Samochód wjechał w dom opieki w Enschede

W sobotę w fasadę domu opieki Liberein Bruggerbosch w Enschede wbił się samochód osobowy.  Auto przebiło się przez przeszklenie i zaparkowało wewnątrz budynku. Nikomu nic się nie stało, ale pracownicy bardzo obawiali się o swoich pensjonariuszy. Na szczęście niepotrzebnie.

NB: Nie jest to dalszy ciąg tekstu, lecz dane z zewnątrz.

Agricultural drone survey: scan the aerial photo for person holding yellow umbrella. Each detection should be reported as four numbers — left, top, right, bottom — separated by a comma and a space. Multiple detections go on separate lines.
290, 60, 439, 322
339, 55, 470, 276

rozliczenie podatku z Holandii

W nocy z piątku na sobotę w fasadę budynku wbił się samochód osobowy. Rzecznik Liberein, pytany o całą sprawę przez niderlandzkie media nie chciał zbyt dużo mówić. Wskazał on, że kierowca pojazdu nie miał nic wspólnego z placówką, ani ludźmi, którzy w niej mieszkali. Dodał też, że po wypadku został on przewieziony do szpitala na badania. Lekarze nie informują o jego stanie zdrowia. W sprawie tej nic nie mówią też policjanci, którzy prowadzą dochodzenie, mające odpowiedzieć na pytanie jak to się stało, iż auto znalazło się w budynku. Możliwości jest bowiem wiele. Od utraty panowania nad kierownicą, po zwykłe zaśnięcie za kółkiem.

 

Straty

Auto uszkodziło fasadę i najprawdopodobniej też część sieci wodociągowej. Sytuacja mogła być jednak dużo groźniejsza. Gdyby do zdarzenia doszło nie o 2:30 w nocy, a np. w południe za szybą mogliby znajdować się pracownicy i mieszkańcy domu opieki. Skutki byłyby wtedy tragiczne.

 

Strach

To, iż nikt nie został ranny, nie oznaczało jednak dla pracowników placówki, iż sytuacja zakończyła się szczęśliwie. Pojawiło się bowiem pytanie, czy któryś z mieszkańców widział karetkę, straż pożarna, policję, czy sam moment uderzenia. Dla pensjonariuszy, z których wielu ma demencję czy inne problemy psychiczne taka sytuacja mogłaby zburzyć ich poczucie bezpieczeństwa, doprowadzić do ataków paniki, czy nawet próby ucieczki.

Twardy sen

Szybka inspekcja wykazała jednak, iż mieszkańcy nie mieli pojęcia o tym co się stało. „Był środek nocy i wszyscy spali. Na szczęście były tylko szkody materialne, a mieszkańcy niczego nie zauważyli. Dla nas to jest najważniejsze” – mówi rzecznik ośrodka, wskazując, iż nawet sam huk uderzenia nie wyrwał nikogo z objęć Morfeusza.

 

Dzień Króla

Dziurę w fasadzie załatano w nocy za pomocą pomarańczowej plandeki, co zapewne tez ułatwiło tłumaczenie sytuacji personelowi. W sobotę był bowiem Dzień Króla, w którym to pomarańczowe akcenty przejawiały się dosłownie wszędzie. Wielu mieszkańców wyszło więc z założenia, iż tak ma być.